Wednesday, April 15, 2015

Blog 26: The Return

Hello loyal, faithful individuals,

No, please don't re-adjust your glasses, this blog just made a more anticipated return than Derrick Rose returning to the playoffs this weekend. 

I just want to catch everyone up on the whereabouts of the blog and what has happened since. Now I have promised many a times that I will make this a regular thing, but due to my having a life, this will likely never be the case.  I will do my best to do what I do best and we all know that is basically anything and everything.  First thing on the agenda is for some reason this is Blog 26, and this is blog entry 28 somehow. I'm clearly bad at numbers. Oh well. 

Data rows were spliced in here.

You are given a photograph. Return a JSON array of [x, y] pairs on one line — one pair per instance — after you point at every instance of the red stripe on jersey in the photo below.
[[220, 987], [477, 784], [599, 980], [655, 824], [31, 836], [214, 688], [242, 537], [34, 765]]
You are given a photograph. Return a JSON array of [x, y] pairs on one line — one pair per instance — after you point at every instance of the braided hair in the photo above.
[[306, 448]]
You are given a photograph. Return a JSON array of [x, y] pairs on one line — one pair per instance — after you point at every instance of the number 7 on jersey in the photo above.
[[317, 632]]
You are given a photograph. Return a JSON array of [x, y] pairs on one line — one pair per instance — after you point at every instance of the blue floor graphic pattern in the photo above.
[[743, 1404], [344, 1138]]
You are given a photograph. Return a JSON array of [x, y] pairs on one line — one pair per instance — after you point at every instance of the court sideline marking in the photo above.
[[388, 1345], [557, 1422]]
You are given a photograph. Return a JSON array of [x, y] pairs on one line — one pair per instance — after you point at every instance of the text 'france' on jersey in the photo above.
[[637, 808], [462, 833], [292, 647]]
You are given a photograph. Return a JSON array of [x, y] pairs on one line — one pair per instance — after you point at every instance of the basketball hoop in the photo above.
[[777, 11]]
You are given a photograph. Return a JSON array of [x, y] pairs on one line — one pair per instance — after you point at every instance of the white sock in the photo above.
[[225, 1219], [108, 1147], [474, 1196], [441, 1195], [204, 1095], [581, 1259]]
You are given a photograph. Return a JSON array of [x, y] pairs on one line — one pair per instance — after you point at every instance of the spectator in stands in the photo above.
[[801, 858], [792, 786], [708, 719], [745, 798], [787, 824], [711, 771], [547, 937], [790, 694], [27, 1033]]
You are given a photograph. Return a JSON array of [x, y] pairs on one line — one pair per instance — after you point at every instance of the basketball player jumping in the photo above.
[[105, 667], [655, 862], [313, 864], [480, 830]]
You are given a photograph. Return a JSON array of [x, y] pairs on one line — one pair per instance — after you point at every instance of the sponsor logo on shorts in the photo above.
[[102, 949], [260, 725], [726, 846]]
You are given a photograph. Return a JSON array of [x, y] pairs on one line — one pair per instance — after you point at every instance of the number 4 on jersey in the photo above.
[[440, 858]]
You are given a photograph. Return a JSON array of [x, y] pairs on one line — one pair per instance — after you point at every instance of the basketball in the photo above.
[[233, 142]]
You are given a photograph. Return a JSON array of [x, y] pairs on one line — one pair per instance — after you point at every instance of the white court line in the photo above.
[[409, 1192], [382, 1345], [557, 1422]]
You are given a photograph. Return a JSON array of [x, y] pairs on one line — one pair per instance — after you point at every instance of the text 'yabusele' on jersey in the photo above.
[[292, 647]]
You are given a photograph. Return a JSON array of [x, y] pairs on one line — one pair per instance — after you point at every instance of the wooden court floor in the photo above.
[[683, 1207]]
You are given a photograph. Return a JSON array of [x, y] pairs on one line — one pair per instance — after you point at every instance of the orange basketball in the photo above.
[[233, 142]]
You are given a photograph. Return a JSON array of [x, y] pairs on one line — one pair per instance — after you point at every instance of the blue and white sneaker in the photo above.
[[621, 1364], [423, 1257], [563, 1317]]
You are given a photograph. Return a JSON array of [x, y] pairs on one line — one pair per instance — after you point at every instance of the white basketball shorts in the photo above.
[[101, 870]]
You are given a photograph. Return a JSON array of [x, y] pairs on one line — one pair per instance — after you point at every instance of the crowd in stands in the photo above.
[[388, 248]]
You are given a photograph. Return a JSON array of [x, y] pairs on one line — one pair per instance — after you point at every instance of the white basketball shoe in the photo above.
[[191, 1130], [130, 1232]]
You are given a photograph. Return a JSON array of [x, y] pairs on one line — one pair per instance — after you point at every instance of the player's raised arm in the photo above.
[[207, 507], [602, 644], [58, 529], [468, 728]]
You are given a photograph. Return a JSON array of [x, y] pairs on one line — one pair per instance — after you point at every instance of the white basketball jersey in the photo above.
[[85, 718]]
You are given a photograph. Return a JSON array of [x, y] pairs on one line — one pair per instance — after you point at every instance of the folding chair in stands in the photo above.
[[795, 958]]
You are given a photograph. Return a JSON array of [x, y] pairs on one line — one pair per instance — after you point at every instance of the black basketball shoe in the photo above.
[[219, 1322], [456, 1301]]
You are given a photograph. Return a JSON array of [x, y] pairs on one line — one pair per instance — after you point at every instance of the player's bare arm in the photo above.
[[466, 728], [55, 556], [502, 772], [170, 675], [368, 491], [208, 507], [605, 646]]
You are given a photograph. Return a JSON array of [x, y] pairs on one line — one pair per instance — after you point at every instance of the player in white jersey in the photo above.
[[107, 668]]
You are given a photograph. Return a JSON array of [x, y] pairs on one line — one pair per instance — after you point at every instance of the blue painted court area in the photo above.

Things have happened. Some good, some bad, some sad, some glad. I want to get the sad stuff out of the way first. RIP Grandma. You were and will always be the most important person in my life. I love you. 

The glad stuff: Some weddings happened, some babies happened, some fun stuff happened. While I am grateful for some of the people in my life, this is kind of boring, so I will move on. 

The other stuff doesn't matter either, all that matters is I'm entering and touching you via this blog post and entering and touching you is going to be the highlight of your life.  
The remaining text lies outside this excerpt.